—Dígale que «enseguida» —le dijo.
—Vamos a ir enseguida —le anunció Nigel—. Salimos ahora mismo.
—¡Oh! Bueno. Estaré en mi habitación.
—Hasta luego, Pat.
Apenas pronunciaron palabra durante el breve trayecto hasta la calle Hickory.
Sharpe se preguntaba si al final habrían encontrado una pista. Podía ofrecerles Patricia Lane alguna prueba definitiva, ¿o serían meras suposiciones suyas? Con claridad no había recordado nada que pareciera importante. Suponía que había telefoneado desde el vestíbulo y que por consiguiente tuvo que ser comedida y hablar con precaución.
Nigel abrió la puerta del número veintiséis de la calle Hickory con su llavín, y penetraron en la casa. A través de la puerta del salón, Sharpe pudo distinguir la roja cabeza de Leonard Bateson inclinada sobre unos libros.

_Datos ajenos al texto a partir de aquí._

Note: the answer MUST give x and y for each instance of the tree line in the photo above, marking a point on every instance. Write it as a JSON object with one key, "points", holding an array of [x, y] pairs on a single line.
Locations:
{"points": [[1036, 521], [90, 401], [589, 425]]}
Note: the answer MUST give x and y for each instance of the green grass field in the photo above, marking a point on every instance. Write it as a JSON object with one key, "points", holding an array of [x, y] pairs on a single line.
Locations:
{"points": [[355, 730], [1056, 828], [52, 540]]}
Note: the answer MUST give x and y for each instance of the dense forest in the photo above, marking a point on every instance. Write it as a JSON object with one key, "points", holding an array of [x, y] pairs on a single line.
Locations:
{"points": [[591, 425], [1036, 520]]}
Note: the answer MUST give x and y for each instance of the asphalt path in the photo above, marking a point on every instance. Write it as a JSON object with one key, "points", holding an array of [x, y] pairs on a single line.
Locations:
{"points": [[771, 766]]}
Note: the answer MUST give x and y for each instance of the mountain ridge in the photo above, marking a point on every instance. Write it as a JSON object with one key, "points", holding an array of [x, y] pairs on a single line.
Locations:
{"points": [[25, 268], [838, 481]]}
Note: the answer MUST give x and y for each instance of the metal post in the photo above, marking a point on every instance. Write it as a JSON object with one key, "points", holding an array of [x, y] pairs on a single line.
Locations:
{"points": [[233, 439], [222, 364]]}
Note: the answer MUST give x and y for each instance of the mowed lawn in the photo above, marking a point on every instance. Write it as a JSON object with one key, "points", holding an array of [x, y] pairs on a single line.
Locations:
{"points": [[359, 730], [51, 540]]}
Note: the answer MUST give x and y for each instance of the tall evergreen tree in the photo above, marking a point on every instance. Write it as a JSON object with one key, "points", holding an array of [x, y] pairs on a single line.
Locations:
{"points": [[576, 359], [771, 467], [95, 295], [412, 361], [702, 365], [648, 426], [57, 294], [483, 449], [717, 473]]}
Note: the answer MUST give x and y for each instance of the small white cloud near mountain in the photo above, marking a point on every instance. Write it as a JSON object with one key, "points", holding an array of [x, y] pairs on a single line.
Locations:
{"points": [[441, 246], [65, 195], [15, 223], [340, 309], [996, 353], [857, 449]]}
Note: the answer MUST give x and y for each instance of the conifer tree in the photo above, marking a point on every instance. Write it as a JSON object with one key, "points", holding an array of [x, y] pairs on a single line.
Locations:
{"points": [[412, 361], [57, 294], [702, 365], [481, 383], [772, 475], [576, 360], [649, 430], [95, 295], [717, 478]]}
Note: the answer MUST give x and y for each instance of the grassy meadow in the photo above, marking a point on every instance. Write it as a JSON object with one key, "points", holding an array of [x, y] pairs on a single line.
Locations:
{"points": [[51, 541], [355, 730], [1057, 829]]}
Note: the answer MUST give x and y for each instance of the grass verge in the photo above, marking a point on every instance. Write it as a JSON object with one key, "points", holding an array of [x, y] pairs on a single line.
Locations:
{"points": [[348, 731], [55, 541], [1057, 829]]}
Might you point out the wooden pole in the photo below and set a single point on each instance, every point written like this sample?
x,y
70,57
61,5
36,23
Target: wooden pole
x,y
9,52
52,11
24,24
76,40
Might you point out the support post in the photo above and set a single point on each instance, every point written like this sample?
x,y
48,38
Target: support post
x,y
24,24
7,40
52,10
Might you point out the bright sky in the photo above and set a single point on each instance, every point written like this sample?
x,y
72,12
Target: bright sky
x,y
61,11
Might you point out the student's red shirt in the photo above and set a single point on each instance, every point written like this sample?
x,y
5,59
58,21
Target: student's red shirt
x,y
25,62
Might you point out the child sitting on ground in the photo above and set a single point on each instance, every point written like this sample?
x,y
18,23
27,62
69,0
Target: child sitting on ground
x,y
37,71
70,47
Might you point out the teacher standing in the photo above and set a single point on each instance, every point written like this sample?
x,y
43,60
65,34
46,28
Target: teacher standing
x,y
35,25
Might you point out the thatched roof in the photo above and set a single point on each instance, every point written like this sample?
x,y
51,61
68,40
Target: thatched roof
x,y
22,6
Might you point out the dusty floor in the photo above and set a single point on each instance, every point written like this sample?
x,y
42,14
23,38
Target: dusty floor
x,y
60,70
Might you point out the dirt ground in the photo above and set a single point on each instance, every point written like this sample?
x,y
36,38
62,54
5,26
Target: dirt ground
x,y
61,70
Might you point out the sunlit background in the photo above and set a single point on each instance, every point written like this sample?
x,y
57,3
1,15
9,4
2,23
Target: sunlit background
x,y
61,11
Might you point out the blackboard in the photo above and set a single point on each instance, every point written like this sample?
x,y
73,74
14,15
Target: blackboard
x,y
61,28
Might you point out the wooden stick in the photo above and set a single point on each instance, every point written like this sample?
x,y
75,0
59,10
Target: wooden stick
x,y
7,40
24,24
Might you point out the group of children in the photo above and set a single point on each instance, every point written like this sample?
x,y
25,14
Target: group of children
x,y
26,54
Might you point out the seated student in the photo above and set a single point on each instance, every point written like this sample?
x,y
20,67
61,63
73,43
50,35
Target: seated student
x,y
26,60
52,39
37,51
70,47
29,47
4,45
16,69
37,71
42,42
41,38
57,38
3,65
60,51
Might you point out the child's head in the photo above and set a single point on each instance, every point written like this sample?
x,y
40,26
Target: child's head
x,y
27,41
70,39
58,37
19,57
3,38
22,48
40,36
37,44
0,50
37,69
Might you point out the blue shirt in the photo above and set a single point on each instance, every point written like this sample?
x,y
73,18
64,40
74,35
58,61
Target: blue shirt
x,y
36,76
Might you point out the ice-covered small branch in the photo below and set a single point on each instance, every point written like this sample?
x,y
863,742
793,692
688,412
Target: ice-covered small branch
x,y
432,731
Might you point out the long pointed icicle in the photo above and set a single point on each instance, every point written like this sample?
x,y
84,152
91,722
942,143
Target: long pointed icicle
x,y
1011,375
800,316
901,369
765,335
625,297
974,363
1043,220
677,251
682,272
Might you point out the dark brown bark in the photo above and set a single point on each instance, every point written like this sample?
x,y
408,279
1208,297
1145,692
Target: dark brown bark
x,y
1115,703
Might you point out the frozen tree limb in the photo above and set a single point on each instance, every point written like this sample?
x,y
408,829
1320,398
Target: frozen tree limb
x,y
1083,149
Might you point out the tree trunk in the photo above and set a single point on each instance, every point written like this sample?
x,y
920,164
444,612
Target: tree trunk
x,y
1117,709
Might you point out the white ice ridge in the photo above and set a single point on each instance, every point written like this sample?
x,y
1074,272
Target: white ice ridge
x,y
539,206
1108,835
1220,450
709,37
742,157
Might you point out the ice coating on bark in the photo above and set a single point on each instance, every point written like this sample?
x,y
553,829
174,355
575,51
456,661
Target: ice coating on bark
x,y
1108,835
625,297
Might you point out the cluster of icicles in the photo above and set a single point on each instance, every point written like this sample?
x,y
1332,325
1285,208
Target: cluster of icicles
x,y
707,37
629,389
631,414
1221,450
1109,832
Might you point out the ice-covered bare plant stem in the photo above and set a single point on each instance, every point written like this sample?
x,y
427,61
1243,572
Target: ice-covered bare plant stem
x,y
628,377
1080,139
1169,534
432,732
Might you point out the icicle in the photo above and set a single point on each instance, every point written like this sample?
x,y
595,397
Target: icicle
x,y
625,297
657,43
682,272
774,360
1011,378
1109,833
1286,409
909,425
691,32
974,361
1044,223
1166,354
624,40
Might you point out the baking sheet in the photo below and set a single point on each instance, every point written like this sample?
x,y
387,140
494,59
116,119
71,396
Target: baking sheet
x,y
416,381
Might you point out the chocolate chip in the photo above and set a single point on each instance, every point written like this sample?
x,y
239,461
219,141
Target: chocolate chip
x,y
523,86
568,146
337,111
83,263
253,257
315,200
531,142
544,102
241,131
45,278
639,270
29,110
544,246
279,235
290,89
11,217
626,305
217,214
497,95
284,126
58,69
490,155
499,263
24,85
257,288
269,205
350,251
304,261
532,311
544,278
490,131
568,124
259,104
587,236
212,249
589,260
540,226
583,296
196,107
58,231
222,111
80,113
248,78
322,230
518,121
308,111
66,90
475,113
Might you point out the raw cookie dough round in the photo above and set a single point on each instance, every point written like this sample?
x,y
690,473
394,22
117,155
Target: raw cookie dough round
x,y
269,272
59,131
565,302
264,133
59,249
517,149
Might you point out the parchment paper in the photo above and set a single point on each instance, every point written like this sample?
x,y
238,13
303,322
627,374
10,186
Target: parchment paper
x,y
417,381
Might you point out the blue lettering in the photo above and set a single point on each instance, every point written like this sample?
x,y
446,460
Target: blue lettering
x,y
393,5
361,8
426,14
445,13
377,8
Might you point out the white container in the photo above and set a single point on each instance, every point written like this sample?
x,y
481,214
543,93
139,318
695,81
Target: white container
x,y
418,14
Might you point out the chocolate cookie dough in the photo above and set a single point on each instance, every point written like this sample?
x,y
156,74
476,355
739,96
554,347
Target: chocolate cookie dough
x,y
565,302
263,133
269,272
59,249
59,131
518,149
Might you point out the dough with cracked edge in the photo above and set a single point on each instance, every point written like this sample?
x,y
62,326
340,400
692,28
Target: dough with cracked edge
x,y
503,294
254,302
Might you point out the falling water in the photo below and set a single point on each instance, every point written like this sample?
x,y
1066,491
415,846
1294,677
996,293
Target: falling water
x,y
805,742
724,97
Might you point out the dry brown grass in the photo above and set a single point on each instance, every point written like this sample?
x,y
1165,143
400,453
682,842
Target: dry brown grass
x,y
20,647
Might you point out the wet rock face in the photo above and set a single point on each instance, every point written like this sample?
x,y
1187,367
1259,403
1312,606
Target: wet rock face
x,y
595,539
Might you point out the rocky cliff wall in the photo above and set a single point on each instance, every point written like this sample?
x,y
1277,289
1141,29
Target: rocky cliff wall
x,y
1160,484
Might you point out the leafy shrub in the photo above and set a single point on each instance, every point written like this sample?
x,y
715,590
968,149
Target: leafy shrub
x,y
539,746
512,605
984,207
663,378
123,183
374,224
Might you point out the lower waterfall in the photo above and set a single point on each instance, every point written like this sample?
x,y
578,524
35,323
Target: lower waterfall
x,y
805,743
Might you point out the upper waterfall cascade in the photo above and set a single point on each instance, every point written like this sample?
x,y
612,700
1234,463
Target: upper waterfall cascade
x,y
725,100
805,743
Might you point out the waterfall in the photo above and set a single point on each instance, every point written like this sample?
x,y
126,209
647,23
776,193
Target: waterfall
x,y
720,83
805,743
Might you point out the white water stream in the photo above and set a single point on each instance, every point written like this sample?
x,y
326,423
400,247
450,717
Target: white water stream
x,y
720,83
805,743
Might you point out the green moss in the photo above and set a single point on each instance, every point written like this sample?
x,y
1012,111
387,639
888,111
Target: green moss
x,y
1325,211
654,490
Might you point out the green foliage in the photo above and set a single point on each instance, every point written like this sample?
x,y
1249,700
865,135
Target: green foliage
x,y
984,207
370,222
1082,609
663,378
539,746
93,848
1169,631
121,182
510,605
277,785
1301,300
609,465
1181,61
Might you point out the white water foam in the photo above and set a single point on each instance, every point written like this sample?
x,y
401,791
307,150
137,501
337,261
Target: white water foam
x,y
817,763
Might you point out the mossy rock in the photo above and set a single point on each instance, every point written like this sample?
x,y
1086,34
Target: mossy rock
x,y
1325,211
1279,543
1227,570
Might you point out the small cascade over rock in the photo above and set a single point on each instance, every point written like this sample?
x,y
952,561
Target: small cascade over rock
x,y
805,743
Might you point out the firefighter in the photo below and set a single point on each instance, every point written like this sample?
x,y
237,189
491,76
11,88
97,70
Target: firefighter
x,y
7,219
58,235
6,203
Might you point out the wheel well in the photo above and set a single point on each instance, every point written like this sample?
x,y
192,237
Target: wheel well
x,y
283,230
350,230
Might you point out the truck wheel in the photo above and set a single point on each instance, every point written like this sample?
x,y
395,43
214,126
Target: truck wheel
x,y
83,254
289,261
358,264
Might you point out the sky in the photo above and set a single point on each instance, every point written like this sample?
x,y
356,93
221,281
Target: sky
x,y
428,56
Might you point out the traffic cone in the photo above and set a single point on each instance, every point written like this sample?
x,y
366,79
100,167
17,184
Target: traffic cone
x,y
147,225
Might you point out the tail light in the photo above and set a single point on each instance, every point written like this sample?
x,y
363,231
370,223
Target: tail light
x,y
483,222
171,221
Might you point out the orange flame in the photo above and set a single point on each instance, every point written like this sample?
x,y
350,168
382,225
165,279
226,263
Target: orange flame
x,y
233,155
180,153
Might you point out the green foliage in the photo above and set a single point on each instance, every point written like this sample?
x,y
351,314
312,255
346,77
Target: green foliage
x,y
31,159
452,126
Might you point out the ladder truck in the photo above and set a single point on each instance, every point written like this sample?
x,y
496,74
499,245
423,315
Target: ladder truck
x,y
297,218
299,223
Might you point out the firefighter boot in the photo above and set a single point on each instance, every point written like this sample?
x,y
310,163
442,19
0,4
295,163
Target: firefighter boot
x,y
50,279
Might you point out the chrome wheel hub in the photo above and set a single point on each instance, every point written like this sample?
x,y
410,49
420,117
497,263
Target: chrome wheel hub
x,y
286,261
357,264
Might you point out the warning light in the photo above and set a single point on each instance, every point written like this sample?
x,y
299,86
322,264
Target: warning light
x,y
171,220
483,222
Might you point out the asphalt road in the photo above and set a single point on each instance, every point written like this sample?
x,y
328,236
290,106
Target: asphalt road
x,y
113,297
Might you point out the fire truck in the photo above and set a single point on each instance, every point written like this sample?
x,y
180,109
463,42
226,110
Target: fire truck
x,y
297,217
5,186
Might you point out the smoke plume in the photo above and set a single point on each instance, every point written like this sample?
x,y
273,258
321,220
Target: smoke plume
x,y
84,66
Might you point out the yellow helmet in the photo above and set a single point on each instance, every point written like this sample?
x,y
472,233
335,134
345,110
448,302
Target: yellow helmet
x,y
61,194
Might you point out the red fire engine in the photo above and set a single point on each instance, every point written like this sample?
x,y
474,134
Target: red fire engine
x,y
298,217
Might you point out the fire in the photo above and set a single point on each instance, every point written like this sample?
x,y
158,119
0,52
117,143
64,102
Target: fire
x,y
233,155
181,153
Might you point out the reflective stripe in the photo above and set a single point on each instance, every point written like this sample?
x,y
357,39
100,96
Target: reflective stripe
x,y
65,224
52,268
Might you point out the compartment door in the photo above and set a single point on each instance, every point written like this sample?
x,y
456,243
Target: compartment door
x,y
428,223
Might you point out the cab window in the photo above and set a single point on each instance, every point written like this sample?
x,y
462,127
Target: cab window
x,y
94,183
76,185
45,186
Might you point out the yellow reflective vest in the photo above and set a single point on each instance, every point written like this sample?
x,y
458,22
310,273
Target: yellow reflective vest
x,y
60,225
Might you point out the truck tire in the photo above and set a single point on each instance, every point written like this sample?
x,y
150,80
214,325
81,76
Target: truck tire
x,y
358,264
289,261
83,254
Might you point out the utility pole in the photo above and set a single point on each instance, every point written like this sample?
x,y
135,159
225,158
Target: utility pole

Nigel los condujo arriba y atravesó el pasillo hasta la habitación de Pat. Llamó ligeramente con los nudillos y entró…
—Hola, Pat. Aquí está…
Su voz murió en un suspiro de asombro, y permaneció inmóvil mientras Sharpe, por encima de su hombro, veía lo que había de ver.
Patricia Lane yacía desplomada en el suelo.
El inspector apartó a Nigel y fue a arrodillarse junto al cuerpo de la muchacha. Le alzó la cabeza, le tomó el pulso y luego, volviendo a dejarla en su posición con sumo cuidado, se puso en pie con el rostro grave.
—No —exclamó Nigel con voz histérica—. No, no, no.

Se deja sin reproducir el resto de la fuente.